Diesel engine fuel injection monitoring using acoustic measurements and independent component analysis
- Publisher: Elsevier
Air-borne acoustic based condition monitoring is a promising technique because of its intrusive nature and the rich information contained within the acoustic signals including all sources. However, the back ground noise contamination, interferences and the number of Internal Combustion Engine ICE vibro-acoustic sources preclude the extraction of condition information using this technique.
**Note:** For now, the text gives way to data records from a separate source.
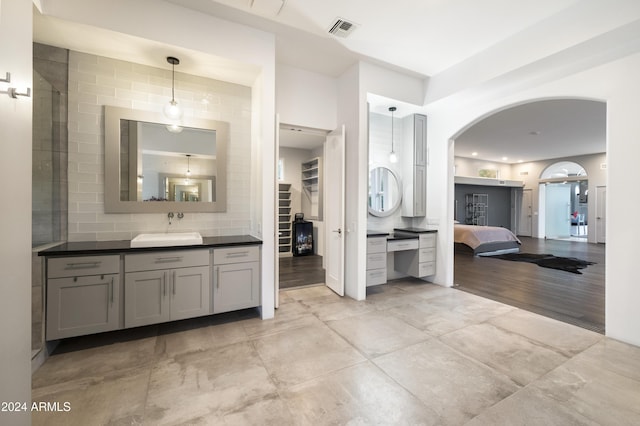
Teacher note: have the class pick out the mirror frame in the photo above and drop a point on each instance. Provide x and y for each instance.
(398, 203)
(112, 201)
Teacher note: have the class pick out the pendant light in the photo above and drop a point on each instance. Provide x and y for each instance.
(393, 158)
(172, 110)
(188, 173)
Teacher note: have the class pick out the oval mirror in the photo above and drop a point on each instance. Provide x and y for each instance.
(385, 191)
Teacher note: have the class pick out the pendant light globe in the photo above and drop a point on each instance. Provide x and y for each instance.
(172, 110)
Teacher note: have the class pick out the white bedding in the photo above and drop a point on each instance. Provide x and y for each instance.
(474, 236)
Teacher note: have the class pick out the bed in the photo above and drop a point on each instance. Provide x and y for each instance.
(484, 240)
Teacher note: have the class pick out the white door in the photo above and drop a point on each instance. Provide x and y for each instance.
(525, 221)
(601, 214)
(276, 236)
(334, 173)
(557, 211)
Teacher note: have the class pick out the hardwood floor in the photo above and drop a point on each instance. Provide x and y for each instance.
(572, 298)
(297, 271)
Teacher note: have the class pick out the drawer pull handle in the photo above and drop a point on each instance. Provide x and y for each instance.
(83, 265)
(168, 259)
(238, 254)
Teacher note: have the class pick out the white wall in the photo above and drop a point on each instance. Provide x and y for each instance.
(470, 166)
(15, 244)
(95, 81)
(305, 98)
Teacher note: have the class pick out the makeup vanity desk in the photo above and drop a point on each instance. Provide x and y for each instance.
(414, 251)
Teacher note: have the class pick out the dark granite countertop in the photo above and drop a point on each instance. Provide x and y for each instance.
(415, 230)
(377, 234)
(82, 248)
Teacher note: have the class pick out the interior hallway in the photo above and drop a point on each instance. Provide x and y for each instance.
(412, 353)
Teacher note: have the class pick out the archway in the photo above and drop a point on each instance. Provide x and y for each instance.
(564, 191)
(529, 289)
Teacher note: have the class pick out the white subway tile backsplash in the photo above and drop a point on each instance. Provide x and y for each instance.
(97, 81)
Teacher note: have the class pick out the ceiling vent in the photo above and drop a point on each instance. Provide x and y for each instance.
(342, 28)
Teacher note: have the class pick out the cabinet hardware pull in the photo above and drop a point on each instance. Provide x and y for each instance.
(83, 265)
(168, 259)
(238, 254)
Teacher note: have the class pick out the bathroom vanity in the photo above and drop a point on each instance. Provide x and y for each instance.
(93, 287)
(414, 251)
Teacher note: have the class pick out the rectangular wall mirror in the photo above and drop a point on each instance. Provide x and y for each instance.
(152, 166)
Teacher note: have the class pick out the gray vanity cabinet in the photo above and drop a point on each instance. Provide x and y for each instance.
(414, 161)
(236, 278)
(166, 286)
(83, 295)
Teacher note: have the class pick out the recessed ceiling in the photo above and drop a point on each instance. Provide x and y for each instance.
(537, 131)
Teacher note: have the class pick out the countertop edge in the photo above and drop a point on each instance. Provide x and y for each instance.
(81, 248)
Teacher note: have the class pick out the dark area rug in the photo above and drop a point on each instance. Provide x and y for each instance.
(569, 264)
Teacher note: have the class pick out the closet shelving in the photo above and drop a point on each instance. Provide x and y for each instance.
(284, 219)
(311, 177)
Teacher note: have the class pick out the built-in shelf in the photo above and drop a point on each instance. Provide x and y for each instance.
(311, 178)
(284, 219)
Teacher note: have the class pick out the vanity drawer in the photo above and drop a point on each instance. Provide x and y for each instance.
(428, 240)
(427, 255)
(405, 244)
(238, 254)
(377, 245)
(376, 260)
(165, 260)
(376, 276)
(59, 267)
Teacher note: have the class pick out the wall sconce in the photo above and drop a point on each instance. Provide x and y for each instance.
(12, 91)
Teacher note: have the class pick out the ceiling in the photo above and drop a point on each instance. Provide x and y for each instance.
(537, 131)
(424, 38)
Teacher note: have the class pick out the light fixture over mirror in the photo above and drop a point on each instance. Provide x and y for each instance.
(393, 158)
(172, 110)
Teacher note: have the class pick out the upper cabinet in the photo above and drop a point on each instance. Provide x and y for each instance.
(414, 163)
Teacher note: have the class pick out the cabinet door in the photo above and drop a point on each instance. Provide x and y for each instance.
(236, 286)
(190, 292)
(420, 140)
(146, 298)
(420, 192)
(82, 305)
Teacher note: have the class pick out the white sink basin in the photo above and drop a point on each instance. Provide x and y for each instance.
(167, 239)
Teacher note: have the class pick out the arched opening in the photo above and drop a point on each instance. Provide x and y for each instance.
(526, 149)
(564, 194)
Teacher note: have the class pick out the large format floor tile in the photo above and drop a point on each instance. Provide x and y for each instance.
(413, 353)
(452, 385)
(376, 333)
(305, 353)
(358, 395)
(514, 355)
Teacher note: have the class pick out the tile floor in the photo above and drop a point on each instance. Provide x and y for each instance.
(412, 354)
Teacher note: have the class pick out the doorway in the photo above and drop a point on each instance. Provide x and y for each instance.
(300, 240)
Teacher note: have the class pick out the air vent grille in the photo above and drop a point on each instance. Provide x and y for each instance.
(342, 28)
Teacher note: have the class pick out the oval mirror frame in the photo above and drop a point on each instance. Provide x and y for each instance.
(388, 203)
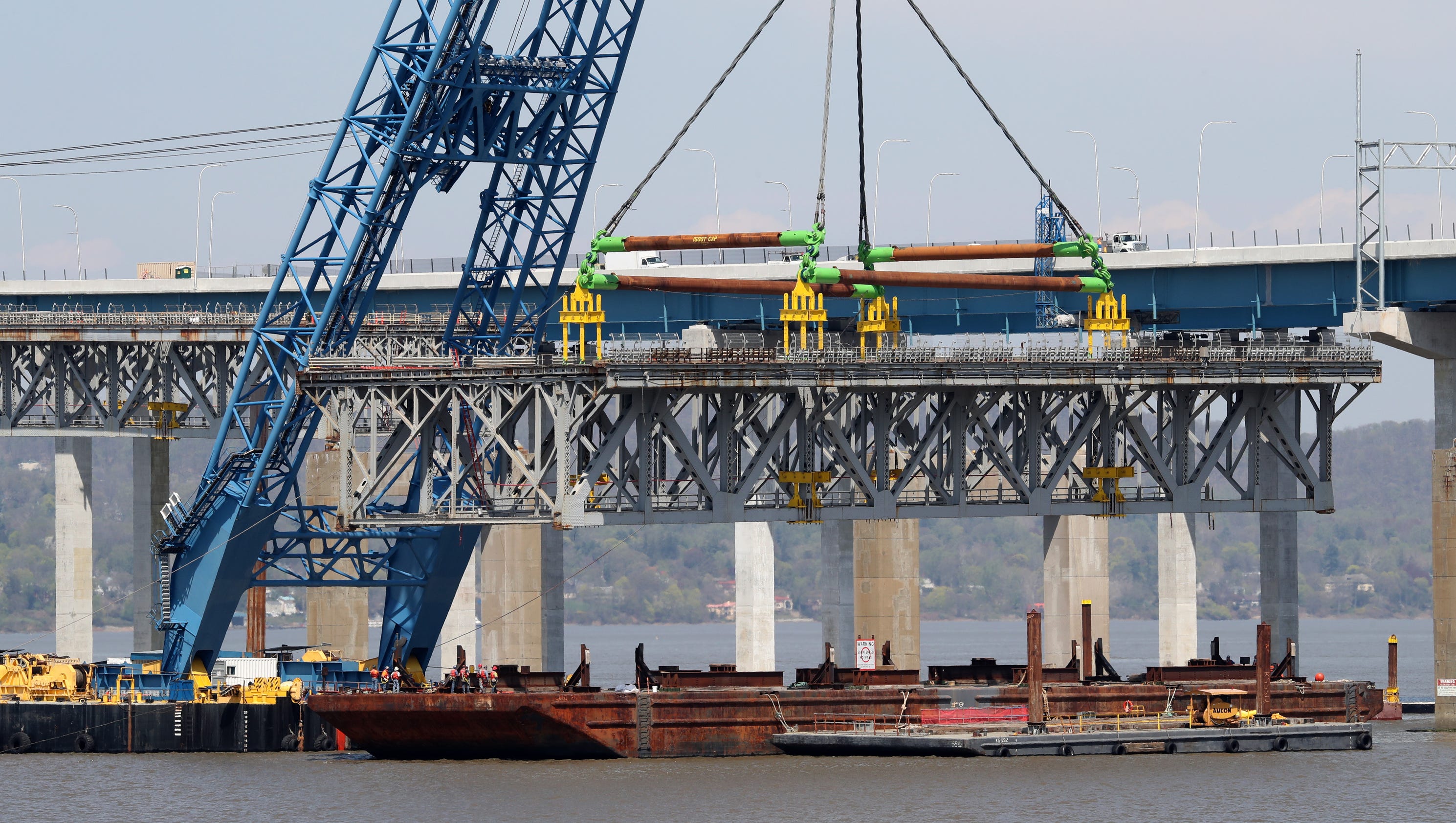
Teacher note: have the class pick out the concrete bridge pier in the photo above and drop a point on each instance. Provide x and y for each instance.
(151, 484)
(337, 615)
(1074, 569)
(753, 598)
(1433, 335)
(73, 548)
(522, 602)
(1177, 590)
(871, 587)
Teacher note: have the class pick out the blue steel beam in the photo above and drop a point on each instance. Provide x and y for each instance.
(424, 108)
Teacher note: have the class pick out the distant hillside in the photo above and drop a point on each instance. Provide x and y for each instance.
(1369, 558)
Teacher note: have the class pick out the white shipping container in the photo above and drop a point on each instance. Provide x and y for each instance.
(242, 670)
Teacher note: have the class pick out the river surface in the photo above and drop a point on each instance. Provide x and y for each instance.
(1342, 649)
(1406, 777)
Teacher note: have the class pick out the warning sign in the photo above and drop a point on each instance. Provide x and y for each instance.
(865, 654)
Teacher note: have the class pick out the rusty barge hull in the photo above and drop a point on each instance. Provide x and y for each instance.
(535, 726)
(718, 723)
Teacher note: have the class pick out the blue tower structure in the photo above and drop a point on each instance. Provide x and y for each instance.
(1052, 228)
(434, 97)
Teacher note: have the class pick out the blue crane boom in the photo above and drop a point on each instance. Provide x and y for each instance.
(433, 98)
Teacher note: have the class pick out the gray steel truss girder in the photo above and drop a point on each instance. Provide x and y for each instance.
(580, 447)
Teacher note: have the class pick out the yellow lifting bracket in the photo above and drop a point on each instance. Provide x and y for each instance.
(1107, 493)
(584, 309)
(166, 419)
(803, 307)
(800, 480)
(1107, 316)
(880, 319)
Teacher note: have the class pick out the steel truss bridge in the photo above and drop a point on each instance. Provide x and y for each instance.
(675, 436)
(94, 375)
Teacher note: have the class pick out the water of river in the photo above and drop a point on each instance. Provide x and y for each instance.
(1406, 777)
(1350, 649)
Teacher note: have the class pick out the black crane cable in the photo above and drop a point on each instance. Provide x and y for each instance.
(860, 84)
(991, 111)
(627, 206)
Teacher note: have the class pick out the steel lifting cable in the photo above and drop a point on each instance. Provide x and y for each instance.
(860, 84)
(627, 206)
(829, 75)
(991, 111)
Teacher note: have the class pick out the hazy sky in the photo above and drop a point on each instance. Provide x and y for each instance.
(1144, 78)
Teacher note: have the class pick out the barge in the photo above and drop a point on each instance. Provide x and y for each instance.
(673, 713)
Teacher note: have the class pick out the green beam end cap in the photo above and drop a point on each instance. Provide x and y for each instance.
(883, 254)
(597, 282)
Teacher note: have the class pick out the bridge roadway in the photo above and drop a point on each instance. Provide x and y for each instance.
(1303, 286)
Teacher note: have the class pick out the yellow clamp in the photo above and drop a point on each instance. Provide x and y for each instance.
(166, 419)
(803, 307)
(1107, 493)
(880, 319)
(1107, 316)
(581, 308)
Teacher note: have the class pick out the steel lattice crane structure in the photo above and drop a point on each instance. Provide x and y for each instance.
(434, 98)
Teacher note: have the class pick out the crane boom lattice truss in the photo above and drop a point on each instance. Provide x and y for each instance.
(433, 98)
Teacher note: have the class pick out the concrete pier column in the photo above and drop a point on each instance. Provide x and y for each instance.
(1432, 335)
(1279, 550)
(73, 548)
(459, 627)
(1177, 590)
(753, 586)
(1074, 569)
(337, 615)
(522, 605)
(838, 587)
(151, 484)
(887, 587)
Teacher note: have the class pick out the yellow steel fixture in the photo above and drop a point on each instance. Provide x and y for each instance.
(583, 309)
(882, 321)
(1107, 316)
(1107, 493)
(166, 419)
(803, 307)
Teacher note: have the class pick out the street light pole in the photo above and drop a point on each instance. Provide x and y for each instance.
(1097, 177)
(21, 203)
(717, 213)
(1440, 213)
(790, 196)
(197, 237)
(78, 232)
(1197, 197)
(1138, 187)
(929, 201)
(595, 196)
(874, 231)
(212, 215)
(1323, 193)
Therefore, lower energy events; such as fuel injection, are buried within higher energy events and/or corrupted by background noise.\ud \ud This work firstly investigates diesel engine air-borne acoustic signals characteristics and the benefits of joint time-frequency domain analysis. Secondly, the air-borne acoustic signals in the vicinity of injector head were recorded using three microphones around the fuel injector (120° apart from each other) and an Independent Component Analysis (ICA) based scheme was developed to decompose these acoustic signals. The fuel injection process characteristics were thus revealed in the time-frequency domain using Wigner-Ville distribution (WVD) technique. Consequently the energy levels around the injection process period between 11 and 5 degrees before the top dead center and of frequency band 9 to 15 kHz are calculated. The developed technique was validated by simulated signals and empirical measurements at different injection pressure levels from 250 to 210 bars in steps of 10 bars. The recovered energy levels in the tested conditions were found to be affected by the injector pressure settings.